RIO DE JANEIRO (AP) —

Brazil´s President-elect Luiz Inácio Lula da Silva announced Thursday that Amazon activist Marina Silva will be the country´s next minister of environment. The announcement indicates the new administration will prioritize cracking down on illegal deforestation even if it means running afoul of powerful agribusiness interests.

Both attended the recent U.N. climate conference in Egypt, where Lula promised cheering crowds “zero deforestation” in the Amazon, the world’s largest rainforest and a key to fighting climate change, by 2030. “There will be no climate security if the Amazon isn’t protected,” he said.

Silva told the news network Globo TV shortly after the announcement that the name of the ministry she will lead will be changed to the Ministry of Environment and Climate Change.

Many agribusiness players and associated lawmakers resent Silva. That stems from her time as environment minister during most of Lula’s prior presidency, from 2003 to 2010.

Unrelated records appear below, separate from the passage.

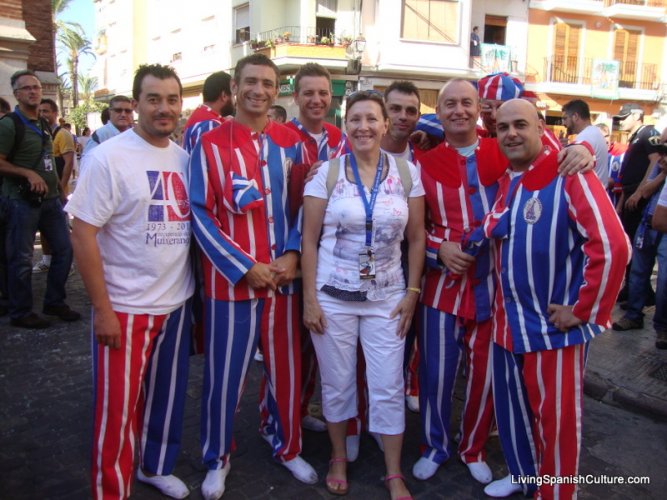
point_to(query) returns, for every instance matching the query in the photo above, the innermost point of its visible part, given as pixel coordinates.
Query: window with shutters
(432, 20)
(565, 53)
(626, 52)
(242, 23)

Lula also named Sonia Guajajara, an Indigenous woman, as Brazil’s first minister of Indigenous peoples, and Carlos Fávaro, a soybean producer, as agriculture minister.

Silva was born in the Amazon and worked as a rubber tapper as an adolescent. As environment minister she oversaw the creation of dozens of conservation areas and a sophisticated strategy against deforestation, with major operations against environmental criminals and new satellite surveillance. She also helped design the largest international effort to preserve the rainforest, the mostly Norway-backed Amazon Fund. Deforestation dropped dramatically.

But Lula and Silva fell out as he began catering to farmers during his second term and Silva resigned in 2008.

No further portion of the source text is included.